Further, the writer gives a brief presentation of the book and also of the rules which are mentioned in the pages. She focuses a lot on the fact that if you care less you will be happier and that it is our choice in deciding what really matters and what doesn't. She also enumerates a list of things which she considers to be the most damaging if we prioritize them: trying to impress the others, trying to always be right and never admit that we are wrong, trying to be successful, being fake and polite all the time, and pretending we have a positive mood no matter the situation.
Overall she finds the book interesting and helpful. In her article, she quotes Manson multiple times in order to offer her readers a sneak peek of what they can find in the book.
By Brooke Murphy; Independent Australia; 3/09/2017
Murphy believes that Mark Manson's book represents that gold element through a multitude of silver.
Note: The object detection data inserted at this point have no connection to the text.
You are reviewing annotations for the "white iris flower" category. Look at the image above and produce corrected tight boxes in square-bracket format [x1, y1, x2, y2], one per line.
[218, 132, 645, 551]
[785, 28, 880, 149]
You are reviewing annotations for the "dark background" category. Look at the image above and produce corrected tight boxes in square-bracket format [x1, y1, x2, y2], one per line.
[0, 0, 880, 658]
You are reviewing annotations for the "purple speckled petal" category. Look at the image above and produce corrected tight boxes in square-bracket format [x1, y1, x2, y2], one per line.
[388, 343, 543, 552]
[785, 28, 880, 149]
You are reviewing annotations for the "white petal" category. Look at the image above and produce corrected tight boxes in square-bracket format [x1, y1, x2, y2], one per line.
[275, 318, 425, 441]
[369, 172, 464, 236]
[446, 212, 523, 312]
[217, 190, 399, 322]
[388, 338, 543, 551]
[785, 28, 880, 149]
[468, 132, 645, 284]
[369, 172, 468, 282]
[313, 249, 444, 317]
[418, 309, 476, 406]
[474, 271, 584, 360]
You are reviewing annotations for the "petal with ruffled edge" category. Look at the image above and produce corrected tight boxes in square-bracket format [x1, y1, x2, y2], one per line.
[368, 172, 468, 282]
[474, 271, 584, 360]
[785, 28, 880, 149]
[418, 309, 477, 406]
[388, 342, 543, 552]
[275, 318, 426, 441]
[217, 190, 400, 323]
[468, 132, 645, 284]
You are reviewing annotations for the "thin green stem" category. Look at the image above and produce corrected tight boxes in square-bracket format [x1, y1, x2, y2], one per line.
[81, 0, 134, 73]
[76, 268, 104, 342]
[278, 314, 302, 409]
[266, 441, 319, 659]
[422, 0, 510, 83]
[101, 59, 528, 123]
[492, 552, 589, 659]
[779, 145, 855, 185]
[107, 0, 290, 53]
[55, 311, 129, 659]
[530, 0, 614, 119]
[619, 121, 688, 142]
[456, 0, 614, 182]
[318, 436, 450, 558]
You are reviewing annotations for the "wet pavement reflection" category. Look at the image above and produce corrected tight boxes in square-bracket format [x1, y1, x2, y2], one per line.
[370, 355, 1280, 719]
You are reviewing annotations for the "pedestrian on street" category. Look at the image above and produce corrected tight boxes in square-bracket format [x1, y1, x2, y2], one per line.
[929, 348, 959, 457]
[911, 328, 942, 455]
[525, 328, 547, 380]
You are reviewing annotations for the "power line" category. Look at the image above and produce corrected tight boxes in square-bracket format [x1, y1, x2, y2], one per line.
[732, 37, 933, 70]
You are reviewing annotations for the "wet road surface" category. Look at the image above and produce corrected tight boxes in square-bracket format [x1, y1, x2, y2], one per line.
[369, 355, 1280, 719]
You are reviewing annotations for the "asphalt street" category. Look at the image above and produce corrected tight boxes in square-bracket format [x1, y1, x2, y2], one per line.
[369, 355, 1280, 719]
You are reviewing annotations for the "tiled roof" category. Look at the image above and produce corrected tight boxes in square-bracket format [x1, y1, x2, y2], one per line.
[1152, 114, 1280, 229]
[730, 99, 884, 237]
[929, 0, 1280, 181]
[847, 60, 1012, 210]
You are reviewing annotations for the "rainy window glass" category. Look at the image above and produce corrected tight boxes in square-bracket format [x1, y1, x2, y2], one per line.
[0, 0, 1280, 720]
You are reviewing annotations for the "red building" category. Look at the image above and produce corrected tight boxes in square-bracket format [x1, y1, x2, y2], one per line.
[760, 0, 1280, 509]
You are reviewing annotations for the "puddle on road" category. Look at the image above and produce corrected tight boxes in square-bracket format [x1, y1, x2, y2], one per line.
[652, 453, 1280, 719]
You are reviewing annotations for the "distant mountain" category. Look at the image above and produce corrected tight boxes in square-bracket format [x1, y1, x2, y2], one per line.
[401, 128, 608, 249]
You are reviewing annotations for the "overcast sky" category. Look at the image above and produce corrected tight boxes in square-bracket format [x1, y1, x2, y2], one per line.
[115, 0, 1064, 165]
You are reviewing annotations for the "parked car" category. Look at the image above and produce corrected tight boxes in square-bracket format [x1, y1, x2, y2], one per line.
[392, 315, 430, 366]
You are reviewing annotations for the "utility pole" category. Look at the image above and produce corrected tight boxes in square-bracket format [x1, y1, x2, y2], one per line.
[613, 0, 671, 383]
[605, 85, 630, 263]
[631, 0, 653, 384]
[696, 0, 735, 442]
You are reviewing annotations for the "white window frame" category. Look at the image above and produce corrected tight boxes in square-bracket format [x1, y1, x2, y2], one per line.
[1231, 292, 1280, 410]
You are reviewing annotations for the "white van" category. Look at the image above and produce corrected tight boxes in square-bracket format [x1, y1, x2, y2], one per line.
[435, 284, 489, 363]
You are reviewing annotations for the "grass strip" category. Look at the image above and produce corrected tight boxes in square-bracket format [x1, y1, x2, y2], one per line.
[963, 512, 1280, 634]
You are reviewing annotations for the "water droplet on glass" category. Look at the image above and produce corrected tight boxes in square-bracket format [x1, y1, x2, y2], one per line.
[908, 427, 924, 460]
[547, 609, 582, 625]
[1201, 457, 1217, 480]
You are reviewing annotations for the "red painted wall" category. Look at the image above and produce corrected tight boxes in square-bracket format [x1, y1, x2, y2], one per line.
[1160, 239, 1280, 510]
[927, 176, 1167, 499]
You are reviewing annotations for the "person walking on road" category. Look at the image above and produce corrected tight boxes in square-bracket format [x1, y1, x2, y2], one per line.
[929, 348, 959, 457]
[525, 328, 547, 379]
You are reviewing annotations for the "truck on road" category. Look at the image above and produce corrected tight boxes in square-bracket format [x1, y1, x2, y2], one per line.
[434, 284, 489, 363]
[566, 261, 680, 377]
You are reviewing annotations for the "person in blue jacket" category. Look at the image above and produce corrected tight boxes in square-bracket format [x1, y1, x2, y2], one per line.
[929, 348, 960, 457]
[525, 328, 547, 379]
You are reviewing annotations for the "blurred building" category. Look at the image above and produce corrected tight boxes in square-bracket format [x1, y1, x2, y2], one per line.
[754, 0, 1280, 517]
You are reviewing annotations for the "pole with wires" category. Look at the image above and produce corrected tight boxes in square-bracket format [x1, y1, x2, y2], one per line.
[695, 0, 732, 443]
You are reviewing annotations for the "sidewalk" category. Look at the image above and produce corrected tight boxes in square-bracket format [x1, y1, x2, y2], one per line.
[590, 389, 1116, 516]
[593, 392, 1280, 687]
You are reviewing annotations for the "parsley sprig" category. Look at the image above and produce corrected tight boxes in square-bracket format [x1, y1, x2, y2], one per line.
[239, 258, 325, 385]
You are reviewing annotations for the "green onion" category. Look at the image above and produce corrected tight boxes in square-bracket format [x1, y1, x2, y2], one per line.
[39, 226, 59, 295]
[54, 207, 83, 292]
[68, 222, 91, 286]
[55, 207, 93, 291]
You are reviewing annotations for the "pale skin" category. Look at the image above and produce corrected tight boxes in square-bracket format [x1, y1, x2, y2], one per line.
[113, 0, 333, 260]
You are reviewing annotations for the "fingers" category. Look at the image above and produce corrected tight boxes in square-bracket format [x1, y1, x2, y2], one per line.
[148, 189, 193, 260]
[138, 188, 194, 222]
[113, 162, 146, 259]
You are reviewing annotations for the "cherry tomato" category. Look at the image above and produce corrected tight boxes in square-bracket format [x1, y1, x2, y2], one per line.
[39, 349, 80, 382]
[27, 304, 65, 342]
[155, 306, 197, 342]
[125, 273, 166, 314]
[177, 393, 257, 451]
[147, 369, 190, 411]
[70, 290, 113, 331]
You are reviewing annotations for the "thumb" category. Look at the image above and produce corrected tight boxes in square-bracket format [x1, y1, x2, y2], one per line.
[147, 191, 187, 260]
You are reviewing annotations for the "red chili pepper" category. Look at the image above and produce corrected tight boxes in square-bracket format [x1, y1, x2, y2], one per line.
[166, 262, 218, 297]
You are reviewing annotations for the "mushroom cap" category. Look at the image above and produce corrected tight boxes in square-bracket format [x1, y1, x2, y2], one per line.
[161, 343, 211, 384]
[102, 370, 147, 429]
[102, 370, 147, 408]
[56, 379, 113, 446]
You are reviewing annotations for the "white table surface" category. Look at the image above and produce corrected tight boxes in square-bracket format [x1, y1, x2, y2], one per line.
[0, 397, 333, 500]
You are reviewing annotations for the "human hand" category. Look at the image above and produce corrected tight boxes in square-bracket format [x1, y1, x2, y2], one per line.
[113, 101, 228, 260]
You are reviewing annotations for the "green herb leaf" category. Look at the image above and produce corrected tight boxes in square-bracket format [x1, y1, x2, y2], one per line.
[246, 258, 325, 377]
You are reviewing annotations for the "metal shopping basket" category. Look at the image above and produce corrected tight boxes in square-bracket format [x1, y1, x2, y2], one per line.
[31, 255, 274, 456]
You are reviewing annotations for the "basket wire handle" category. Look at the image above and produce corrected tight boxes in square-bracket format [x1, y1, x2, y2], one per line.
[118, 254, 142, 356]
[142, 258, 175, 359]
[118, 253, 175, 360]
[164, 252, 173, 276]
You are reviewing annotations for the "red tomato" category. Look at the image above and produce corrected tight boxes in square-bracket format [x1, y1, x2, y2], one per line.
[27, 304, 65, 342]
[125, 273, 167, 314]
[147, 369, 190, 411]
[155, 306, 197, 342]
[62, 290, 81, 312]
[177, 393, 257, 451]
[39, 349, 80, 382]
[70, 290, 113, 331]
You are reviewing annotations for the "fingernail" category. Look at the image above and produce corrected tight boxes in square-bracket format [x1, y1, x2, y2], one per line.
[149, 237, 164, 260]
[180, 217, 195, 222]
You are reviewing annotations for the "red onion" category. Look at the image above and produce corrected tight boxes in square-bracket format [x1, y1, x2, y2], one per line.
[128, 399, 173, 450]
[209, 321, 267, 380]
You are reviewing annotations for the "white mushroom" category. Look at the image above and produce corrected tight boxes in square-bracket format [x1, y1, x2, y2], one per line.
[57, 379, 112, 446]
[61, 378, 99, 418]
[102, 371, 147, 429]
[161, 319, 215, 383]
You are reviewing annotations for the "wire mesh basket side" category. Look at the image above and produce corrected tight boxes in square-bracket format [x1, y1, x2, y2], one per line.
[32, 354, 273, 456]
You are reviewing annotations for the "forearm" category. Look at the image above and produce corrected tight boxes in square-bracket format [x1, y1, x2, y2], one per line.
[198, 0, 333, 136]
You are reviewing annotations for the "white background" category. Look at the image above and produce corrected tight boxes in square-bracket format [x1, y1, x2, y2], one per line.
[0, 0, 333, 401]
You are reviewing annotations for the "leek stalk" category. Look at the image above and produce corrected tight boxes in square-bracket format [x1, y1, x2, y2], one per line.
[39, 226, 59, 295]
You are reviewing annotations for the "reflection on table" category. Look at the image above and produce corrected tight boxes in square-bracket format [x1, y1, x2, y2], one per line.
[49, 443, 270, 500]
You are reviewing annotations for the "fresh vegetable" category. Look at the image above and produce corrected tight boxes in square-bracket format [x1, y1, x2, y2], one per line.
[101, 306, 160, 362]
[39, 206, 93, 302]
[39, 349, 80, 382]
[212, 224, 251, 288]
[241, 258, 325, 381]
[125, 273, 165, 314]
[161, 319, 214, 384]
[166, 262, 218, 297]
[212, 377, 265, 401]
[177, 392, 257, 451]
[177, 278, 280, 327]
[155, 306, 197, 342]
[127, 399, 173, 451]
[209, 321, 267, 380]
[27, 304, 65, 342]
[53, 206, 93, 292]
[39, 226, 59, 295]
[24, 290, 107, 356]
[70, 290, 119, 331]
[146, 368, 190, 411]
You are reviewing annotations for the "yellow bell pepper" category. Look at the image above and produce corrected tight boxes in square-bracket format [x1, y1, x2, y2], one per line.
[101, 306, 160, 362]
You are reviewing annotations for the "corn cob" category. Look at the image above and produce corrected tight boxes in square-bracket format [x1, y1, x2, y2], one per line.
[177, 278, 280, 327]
We are used to bookstores crowded with self -development books which focuses on being positive all the time. Out of all these books, a curse word in the title is the one standing out. Because of its appearance which is more conventional than the others, we might be more interested in taking a look.
The writer started reading it and expected to find a variety of funny passages but instead, he discovered a book which has to offer a lot more than just humor. In his opinion, this book is a life changer since it totally changed its perceptions about his life. Even though the book is flooded with life lessons there are three that made Murphy enjoy this book. The first of them is focusing on what really matters; the second one is that we are not entitled to anything and the third one is learning that if you take pleasure in the ordinary you will feel more joy. He concludes his article by stating that even though Manson's purpose is not to solve the readers' problem, it is to make them accept that they are mediocre and it's nothing wrong with that.
By Brandon King; Red Dirt Report; 21/06/2017
The writer from the Red Dirt Report approaches the book in a more negative manner. Despite reaching the NY Times bestseller list, Brandon doesn't believe in the potential of this book. More than this, he finds all the piece of advice which were offered cliché as they were already explored by others. In his opinion what really makes the book interesting is the way Manson expresses his idea. It's not really about the content as it is about the way he wrote with a little bit of sarcasm mixed with apathy and a lot of humor. Overall, his writing style looks like it is relevant for these days and is the one making this message become interesting despite the lack of importance.
He also believes that Mark found his source of inspiration in the Buddhism as many of the ideas are actually fundamentals of this religion. More exactly, it seems like in the book, the Four Noble Truths are the ones which are explored but are presented in the author's own style.
He ends his article by stating that the book is definitely not the worst, but it's nothing innovative in it. It's more like the kind of book you would read when you have nothing else to do.
Personally, I can agree with this writer as most of the information in the book didn't bring anything new. It was more like Manson's desire was to always be against what the others proposed. For this reason, I see him as the kind of person who would go left only because everyone else is going right. No matter what, his way of writing is definitely a very interesting one. We became used to authors imposing a specific way of addressing to the readers. Manson again tries to distance himself from this rule and prefers to write in a more relaxed, a more familiar way. This is helpful as it offers us, the readers, a more comfortable reading; even though sometimes the curses might exceed our expectations.